Fitch Ratings said in a note on 30 August that preliminary estimates show a potential insurance industry loss from Ida in the  $15 billion to $25 billion range, which would be well below the record $65 billion in insured losses from Hurricane Katrina in 2005. The agency added that Ida will likely surpass winter story Uri as the largest industry loss event in 2021. Uri, which hit swaths of the country in February, caused some $15 billion in insured losses.

However rainfall, as much as wind speed, has been flagged as a major issue related to the storm.

For example, the final advisory bulletin from the US National Hurricane Center added that through Tuesday morning (31 August) across portions of southeast Louisiana into far southern Mississippi, Ida was expected to produce additional rainfall totals of 2 to 4 inches, with localised higher amounts possible.

Storm total rainfall accumulations of 10 to 18 inches with isolated maximum amounts of 24 inches was expected, the NHC said, adding that “heavy rain combined with storm surge has resulted in catastrophic impacts along the southeast coast of Louisiana with considerable flash flooding and riverine flooding continuing farther inland”.

Indeed, as Ida moves across the Upper Ohio Valley and toward the Northeast later this week, it is likely to cause heavy downpours, including up to 10 inches of rain in some parts of the Mid-Atlantic.

As far as the scientific community is concerned, such extreme rainfall is becoming the new catastrophic normal.

“We are seeing this increase in extreme rainfall for all types of events,” said Suzana Camargo, a climate scientist at the Lamont-Doherty Earth Observatory at Columbia University told the New York Times. “With hurricanes, we would expect more intense rainfall. That’s what happened with Ida.”

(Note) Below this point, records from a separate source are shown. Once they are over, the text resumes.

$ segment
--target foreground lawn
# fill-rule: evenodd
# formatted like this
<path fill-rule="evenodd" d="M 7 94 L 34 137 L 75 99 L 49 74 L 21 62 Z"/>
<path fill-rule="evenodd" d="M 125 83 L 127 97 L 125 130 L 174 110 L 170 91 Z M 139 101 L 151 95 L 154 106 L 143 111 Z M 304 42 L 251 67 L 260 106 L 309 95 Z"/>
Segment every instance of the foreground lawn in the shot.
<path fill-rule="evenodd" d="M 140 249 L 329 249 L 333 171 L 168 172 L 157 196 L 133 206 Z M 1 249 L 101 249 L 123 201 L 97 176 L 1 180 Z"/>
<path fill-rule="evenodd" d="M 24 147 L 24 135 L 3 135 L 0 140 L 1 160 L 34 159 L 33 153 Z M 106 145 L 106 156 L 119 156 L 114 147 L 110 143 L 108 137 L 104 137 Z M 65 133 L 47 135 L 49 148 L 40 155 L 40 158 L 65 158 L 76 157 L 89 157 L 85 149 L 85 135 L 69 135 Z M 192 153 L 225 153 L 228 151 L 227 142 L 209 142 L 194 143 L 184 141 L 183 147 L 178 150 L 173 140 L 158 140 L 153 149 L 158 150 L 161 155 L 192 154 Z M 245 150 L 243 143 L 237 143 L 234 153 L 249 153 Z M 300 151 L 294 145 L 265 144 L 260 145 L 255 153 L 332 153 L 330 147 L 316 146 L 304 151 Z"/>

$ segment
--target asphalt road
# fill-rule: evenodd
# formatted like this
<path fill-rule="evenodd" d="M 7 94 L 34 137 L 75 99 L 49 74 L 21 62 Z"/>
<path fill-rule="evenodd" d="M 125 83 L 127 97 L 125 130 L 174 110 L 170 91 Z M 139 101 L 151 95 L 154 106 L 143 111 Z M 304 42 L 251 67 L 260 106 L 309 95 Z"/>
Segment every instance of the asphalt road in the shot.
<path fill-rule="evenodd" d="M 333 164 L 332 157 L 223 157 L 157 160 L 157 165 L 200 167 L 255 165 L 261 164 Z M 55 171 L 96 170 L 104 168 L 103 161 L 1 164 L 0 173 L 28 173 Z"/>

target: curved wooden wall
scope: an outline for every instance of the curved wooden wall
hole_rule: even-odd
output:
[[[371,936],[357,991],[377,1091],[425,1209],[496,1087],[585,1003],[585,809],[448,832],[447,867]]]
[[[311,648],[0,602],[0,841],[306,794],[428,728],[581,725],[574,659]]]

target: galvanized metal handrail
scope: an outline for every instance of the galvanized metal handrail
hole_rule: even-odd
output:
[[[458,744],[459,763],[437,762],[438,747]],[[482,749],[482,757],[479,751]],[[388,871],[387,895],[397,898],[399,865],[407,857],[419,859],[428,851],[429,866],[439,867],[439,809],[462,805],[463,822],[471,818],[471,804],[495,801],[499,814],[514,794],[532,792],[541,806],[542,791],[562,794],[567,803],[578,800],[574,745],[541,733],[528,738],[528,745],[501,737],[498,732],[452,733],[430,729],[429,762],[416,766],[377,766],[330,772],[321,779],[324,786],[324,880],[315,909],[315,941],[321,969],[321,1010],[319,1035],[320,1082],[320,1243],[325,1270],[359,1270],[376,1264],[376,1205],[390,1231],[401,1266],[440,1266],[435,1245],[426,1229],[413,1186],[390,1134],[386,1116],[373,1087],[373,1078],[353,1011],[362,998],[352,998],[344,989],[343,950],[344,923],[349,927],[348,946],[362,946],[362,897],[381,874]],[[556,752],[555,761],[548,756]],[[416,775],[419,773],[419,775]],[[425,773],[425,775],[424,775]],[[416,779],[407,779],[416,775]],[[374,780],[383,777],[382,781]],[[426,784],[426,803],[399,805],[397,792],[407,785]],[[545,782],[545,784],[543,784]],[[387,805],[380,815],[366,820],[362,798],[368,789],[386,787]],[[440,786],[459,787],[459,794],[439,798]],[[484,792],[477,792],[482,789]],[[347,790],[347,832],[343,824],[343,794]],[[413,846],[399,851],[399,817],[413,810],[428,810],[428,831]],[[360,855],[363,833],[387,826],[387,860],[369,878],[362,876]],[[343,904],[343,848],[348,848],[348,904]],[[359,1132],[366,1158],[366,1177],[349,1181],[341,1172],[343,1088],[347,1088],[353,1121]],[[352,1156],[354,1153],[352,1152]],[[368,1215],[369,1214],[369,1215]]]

Such a sentiment was echoed by Rosimar Ríos-Barríos, a research meteorologist at the US National Center for Atmospheric Research, who said that although we tend to think that once tropical storms move over land they run out of fuel, the reality is that winds in a tropical storm can extend thousands of miles from its centre.

And as Ida continues to move inland this week,  it will continue to draw in very warm, wet air from over the Gulf of Mexico and wrap it around its cyclone. That air can also contribute to worsening rainfall.

The amount of rainfall associated with a tropical cyclone is related to how hard it rains and for how long, which itself depends on the storm’s speed.

The most extreme storm-related rain on record was from Hurricane Harvey, where more than 60 inches of rain fell in eastern Texas in 2017.

Ida made landfall as a top end category-4 storm near Port Fourchon, LA on 29 August, with winds of 150 mph.